Ко всему тому она была начисто лишена чувства юмора, хотя очень старалась не отставать от шустрых товарок, что-то шутить, смеяться порой прежде всех, но, увы, получалось у нее изрекать лишь банальности в ответ на которые все переглядывались и с наслаждением прыскали в сторонку. Софа была для всех предметом постоянных шуток, насмешек, а иногда и плохо скрываемого раздражения.
Зачем она каждый раз плелась в кафешки за девочками? Это был ведь по-настоящему солидный семейный человек: основательный муж, взрослые дети, внуки – и царапинки богемной не сыскать было в ее такой заурядно-обывательской жизни. «Девочки» ее только что терпели. Своим «правильным» занудством она омрачала и сковывала их искрометный словесный разгул, который часто вырывался за все мыслимые рамки приличий. Стыдиться Софы не стыдились, конечно, но все-таки неуютно бывало при ней рассказывать подробности своих бесчисленных похождений. Может, и ей временами тоже хотелось немного отвлечься от монотонности жизни, или же ей просто казалось, что она должна быть вместе с коллективом?
При нулевых литературных способностях Софа могла обеспечить себе, благодаря аккуратности и старательности, лишь редакционный «прожиточный минимум» постраничной выработки, но о радости от каких-то хоть маленьких побед тут и речи быть не могло.

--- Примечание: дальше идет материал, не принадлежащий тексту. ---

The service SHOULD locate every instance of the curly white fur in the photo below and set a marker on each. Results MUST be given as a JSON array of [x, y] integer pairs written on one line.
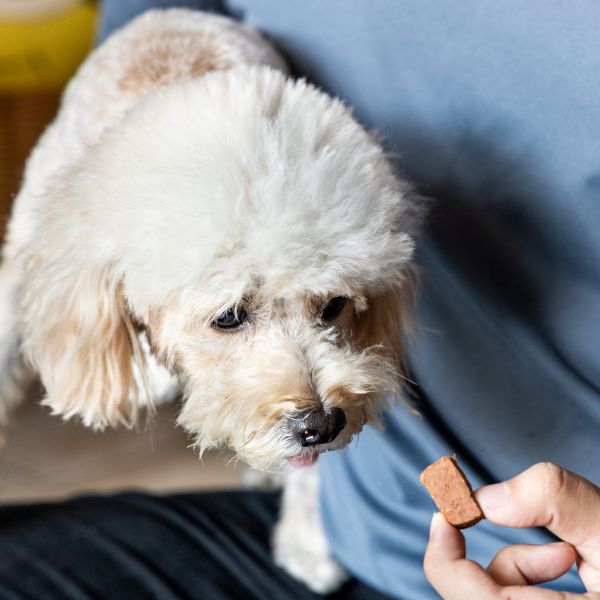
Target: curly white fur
[[185, 176]]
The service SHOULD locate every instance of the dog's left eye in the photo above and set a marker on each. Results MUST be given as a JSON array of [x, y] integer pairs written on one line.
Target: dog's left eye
[[231, 319], [333, 308]]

В торце столика сидел молодой человек. Брали его с собой на посиделки лишь от щедрот сердца и еще по  той причине, что он нравился Олесе, и она с ним все время кокетничала. По внешности и возрасту Сашок годился лишь на две роли: или чрезвычайно младшего брата, или «любовника Пугачевой». Присутствовал он на посиделках в виде балласта и только вежливо спешил улыбнуться в нужный момент в ответ на громовые раскаты столика.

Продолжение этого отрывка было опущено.